Siege of Gaza’s largest hospital “worse than hell”

The area around al-Shifa hospital following the withdrawal of Israeli troops. 

Khaled Daoud APA images

Salem Baraka has seen the kind of horror no parent should ever have to endure: The Israeli military killed his son Karim right in front of him.

Like so many others, Salem and Karim fled from their home in Jabaliya refugee camp, northern Gaza, during the current genocidal war. They took shelter at al-Shifa, Gaza’s largest hospital.

They were inside the hospital when it was stormed by Israeli forces on 18 March.

Salem recalled how he spent the following week “waiting to die.”

“Quadcopter drones were firing wildly – striking anything that moved,” he said. “The Israelis smashed the glass in the windows and destroyed the walls in the department where we were hiding.”

“A shell fell on us and killed my son in front of my eyes,” he added. “I could not save him. He bled to death.”

The situation, in Salem’s words, was “worse than hell.”

Among the terrible scenes he witnessed were Israeli tanks driving over the bodies of people who had been killed in the hospital’s courtyard.

Because the hospital could not function, infections soared among people who were wounded. In many cases, injured people were devoured by worms due to the lack of treatment.

After the hospital had been under siege for approximately a week, the Israeli forces used loudspeakers to summon everyone into the courtyard.

The Palestinian men were ordered to strip. Then they were beaten.

Women were subjected to both verbal and physical abuse, according to Salem.

Salem recalled that he “trembled in horror when one of the soldiers called my name.” He was interrogated for around 48 hours.

“I was not allowed to sit down or turn to the left or right,” he said. “My hands were tied behind my back. I was blindfolded and completely naked.”

Salem added that he repeatedly heard gunfire and that his interrogator “threatened to kill my wife, who is ill and lives with her family in northern Gaza, if I did not cooperate.”

“Throughout the interrogation, I was thinking about where the soldier would shoot me. In the head, chest or heart? I did not believe him when he said the interrogation was over. I realized that I had miraculously survived death.”

Salem was given a choice of evacuating to southern Gaza or being killed.

Before leaving, Salem asked that he be allowed to see the body of his son Karim, 13.

Salem wanted to say a final goodbye and bury his child. The Israeli forces rejected his request.

“I never expected that I would lose him at such an early age,” Salem said. “He was a handsome boy who loved football and dreamed of becoming a famous player.”

Salem had to walk for hours until he reached Rafah, Gaza’s southernmost city.

Although some counseling has been arranged for him in Rafah, it is clearly inadequate given the trauma he and so many others are going through. Salem now finds himself without his wife and struggling to accept the reality that his son is dead.

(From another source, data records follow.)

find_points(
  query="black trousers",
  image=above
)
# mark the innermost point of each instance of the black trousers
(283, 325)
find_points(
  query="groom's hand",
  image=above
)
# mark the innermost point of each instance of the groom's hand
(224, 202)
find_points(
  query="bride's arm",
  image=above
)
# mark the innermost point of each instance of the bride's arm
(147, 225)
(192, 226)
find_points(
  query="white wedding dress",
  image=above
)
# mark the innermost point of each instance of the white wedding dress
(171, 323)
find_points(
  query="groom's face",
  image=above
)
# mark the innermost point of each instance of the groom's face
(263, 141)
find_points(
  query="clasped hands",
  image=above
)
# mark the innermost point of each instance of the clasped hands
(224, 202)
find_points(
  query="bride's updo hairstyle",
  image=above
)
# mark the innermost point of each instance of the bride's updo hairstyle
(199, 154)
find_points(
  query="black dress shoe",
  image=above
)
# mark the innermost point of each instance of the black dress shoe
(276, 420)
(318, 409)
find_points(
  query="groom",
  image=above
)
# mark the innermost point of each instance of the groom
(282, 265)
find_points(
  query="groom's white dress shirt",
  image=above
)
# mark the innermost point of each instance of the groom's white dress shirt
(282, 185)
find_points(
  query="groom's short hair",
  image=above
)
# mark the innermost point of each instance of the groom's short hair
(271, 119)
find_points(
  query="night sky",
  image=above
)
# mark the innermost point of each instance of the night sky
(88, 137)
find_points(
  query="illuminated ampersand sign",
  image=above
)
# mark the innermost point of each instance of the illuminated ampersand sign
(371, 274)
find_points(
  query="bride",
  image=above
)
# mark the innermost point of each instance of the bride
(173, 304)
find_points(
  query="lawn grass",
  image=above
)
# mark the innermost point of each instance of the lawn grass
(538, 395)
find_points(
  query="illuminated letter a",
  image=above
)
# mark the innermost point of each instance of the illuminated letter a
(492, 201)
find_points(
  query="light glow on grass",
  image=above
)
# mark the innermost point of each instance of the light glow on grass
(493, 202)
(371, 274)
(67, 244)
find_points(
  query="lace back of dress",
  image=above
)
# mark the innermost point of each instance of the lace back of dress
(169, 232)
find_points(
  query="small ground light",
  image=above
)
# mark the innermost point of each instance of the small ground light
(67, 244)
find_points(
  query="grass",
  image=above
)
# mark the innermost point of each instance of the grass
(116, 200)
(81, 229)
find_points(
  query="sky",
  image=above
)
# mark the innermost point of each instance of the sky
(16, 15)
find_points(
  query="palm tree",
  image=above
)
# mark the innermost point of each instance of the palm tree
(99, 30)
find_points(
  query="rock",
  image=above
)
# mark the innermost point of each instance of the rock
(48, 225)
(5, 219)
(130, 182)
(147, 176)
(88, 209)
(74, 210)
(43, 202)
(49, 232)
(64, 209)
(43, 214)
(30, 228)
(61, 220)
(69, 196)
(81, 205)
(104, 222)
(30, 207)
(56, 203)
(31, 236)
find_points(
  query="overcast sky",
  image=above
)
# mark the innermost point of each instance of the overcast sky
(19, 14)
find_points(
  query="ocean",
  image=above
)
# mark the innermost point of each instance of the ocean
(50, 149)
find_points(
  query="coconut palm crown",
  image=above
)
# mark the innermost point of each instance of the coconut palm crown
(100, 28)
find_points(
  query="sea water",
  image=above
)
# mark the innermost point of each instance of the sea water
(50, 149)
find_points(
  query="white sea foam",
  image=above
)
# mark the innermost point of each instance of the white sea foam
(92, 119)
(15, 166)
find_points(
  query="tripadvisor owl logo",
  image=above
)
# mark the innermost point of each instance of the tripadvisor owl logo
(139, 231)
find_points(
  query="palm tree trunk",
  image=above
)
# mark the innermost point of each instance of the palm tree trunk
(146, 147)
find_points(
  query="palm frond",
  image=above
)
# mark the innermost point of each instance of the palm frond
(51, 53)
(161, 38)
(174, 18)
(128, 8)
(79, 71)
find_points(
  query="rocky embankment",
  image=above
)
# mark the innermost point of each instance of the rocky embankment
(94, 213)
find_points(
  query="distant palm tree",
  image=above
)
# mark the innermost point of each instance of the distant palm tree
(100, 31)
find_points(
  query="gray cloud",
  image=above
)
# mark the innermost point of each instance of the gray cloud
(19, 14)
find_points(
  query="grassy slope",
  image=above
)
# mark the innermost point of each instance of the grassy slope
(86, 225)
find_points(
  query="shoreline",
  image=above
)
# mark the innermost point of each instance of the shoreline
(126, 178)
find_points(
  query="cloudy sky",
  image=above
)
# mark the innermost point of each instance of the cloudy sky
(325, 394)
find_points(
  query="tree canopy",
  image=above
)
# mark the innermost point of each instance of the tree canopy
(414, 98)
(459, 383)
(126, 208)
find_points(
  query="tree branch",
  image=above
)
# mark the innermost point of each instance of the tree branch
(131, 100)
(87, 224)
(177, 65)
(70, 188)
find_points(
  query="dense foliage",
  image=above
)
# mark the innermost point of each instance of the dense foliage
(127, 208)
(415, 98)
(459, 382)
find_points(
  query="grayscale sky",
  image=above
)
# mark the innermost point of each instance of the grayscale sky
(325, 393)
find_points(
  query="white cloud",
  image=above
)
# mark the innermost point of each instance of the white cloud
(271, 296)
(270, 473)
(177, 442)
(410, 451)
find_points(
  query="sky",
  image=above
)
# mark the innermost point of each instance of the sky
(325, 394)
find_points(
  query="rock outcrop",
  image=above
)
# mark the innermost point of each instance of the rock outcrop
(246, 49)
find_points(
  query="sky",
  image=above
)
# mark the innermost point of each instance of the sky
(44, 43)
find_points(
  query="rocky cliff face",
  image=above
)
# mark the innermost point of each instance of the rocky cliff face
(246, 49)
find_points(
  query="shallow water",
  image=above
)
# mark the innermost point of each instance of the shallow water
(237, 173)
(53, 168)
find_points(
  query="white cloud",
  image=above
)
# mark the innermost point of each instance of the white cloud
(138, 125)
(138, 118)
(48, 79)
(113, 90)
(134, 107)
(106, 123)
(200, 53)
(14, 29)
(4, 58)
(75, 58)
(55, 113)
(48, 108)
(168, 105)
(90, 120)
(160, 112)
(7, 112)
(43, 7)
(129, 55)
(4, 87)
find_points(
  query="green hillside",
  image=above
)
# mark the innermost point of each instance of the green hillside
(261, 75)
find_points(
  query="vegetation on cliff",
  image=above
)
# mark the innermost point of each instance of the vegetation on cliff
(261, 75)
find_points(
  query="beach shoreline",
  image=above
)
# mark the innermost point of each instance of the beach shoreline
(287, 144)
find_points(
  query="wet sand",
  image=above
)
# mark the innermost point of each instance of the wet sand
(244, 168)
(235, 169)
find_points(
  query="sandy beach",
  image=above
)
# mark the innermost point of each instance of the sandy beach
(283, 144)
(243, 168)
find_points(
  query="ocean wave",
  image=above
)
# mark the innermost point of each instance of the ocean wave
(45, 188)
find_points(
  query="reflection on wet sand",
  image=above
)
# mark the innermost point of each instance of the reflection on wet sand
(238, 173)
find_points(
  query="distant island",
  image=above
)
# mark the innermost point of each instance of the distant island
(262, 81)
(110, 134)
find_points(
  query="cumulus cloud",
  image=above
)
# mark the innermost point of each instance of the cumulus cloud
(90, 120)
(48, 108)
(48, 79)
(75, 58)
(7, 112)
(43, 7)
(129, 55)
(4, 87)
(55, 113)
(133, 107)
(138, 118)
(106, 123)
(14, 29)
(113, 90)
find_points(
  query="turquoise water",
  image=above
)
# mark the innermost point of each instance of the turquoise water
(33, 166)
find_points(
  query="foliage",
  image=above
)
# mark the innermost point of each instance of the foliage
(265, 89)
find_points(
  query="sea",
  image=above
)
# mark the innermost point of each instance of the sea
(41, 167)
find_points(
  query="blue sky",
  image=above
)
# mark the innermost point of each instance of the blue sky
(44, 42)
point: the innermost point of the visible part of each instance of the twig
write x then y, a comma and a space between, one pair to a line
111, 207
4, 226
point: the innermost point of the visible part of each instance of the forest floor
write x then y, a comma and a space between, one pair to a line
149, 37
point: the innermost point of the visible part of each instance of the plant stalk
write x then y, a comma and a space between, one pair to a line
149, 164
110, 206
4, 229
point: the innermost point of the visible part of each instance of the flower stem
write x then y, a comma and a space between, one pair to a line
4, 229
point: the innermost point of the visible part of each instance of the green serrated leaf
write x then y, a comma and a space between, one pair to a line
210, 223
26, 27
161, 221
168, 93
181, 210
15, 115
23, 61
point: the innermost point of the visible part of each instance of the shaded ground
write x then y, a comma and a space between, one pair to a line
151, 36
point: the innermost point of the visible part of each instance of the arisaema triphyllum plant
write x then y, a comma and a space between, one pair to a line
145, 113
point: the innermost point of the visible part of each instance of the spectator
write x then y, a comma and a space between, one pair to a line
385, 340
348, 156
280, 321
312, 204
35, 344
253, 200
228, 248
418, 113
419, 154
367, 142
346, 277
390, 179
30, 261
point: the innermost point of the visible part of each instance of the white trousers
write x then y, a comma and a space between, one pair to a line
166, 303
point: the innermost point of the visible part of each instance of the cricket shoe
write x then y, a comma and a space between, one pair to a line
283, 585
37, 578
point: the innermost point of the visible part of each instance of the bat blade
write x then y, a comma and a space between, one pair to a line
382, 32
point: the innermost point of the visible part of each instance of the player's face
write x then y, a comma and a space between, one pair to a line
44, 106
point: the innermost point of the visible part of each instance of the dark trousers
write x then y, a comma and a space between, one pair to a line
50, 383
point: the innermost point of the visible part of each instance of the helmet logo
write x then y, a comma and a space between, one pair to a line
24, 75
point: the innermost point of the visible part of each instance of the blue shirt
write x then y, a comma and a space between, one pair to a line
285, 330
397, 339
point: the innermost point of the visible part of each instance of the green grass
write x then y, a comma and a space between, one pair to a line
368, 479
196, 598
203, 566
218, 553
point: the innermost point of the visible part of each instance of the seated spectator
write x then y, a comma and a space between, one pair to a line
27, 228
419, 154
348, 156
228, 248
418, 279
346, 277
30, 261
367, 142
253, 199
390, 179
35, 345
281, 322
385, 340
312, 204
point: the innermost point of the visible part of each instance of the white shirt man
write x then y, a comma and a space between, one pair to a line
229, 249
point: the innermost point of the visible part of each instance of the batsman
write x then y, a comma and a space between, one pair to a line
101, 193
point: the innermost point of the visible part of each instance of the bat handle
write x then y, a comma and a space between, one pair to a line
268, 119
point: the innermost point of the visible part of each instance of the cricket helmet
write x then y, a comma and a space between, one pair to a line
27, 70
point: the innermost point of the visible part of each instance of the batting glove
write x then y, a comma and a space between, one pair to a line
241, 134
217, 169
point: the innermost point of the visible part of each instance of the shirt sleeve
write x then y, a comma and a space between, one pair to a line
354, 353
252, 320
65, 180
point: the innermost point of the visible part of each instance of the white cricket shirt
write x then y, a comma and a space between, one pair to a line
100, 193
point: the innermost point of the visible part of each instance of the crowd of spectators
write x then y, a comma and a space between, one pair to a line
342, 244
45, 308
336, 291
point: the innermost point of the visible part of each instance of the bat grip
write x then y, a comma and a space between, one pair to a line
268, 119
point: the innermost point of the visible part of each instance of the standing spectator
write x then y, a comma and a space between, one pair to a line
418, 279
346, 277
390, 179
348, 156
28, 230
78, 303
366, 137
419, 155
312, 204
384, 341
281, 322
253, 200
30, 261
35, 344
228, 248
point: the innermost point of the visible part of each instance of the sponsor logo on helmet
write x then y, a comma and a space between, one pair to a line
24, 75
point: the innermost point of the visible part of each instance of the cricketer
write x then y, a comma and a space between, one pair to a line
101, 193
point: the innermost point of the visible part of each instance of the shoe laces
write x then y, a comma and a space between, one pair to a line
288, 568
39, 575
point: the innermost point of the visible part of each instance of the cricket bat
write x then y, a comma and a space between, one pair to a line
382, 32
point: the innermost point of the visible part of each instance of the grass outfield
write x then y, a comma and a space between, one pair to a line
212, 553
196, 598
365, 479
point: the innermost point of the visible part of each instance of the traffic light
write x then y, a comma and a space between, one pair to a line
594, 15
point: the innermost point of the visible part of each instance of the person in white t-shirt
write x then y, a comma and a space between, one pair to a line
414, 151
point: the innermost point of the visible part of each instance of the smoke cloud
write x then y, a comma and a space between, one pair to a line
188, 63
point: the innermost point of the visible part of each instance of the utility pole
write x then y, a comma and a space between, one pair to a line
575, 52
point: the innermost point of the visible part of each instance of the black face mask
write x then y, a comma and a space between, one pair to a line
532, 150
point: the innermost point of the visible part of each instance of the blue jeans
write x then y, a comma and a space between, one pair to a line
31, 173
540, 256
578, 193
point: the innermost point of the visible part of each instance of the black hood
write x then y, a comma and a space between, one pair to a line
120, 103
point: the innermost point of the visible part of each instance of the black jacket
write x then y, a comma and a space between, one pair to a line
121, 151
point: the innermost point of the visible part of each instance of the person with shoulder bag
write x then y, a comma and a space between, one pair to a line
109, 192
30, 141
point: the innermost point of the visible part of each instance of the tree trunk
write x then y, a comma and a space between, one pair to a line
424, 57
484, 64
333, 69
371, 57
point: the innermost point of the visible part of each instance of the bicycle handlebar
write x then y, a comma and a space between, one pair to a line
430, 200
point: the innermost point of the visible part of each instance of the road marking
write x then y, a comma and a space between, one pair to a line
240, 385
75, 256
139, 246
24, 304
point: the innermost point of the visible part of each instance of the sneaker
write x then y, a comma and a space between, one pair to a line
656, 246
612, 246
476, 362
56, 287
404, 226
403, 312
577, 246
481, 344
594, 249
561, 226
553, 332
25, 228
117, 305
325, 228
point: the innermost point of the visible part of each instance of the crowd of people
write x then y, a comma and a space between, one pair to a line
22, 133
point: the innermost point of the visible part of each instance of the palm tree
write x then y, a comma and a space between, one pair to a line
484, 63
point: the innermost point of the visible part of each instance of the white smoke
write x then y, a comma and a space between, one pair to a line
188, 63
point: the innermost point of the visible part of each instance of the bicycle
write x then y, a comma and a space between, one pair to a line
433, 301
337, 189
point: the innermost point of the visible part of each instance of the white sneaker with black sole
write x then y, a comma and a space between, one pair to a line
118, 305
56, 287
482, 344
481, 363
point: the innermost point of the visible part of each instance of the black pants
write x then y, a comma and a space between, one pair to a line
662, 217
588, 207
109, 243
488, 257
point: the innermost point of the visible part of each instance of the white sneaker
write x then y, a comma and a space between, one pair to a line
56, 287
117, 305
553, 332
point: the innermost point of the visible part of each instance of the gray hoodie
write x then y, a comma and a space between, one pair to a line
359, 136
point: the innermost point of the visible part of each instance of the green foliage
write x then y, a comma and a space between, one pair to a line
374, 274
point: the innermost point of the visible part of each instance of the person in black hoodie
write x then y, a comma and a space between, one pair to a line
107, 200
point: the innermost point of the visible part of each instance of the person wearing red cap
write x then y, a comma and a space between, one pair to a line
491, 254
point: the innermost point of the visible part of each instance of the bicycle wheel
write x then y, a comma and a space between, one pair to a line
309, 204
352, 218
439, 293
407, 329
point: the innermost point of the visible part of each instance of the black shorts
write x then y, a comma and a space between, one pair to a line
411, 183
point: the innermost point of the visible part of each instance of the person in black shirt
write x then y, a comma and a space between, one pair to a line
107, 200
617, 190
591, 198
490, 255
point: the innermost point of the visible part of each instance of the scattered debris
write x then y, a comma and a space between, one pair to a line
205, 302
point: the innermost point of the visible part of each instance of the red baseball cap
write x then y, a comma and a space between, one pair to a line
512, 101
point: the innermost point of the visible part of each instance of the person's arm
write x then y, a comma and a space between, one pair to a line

Israel had completely destroyed the hospital by the time its forces withdrew in the early hours of Monday.

Karim Baraka is among several hundred people who were slaughtered during Israel’s two week siege on al-Shifa. Israel’s attack on the hospital is one of the worst massacres in Palestinian history.

It is a crime against humanity – committed after the International Court of Justice had instructed Israel to stop killing Palestinians.

Doaa Shaheen is a journalist from Gaza.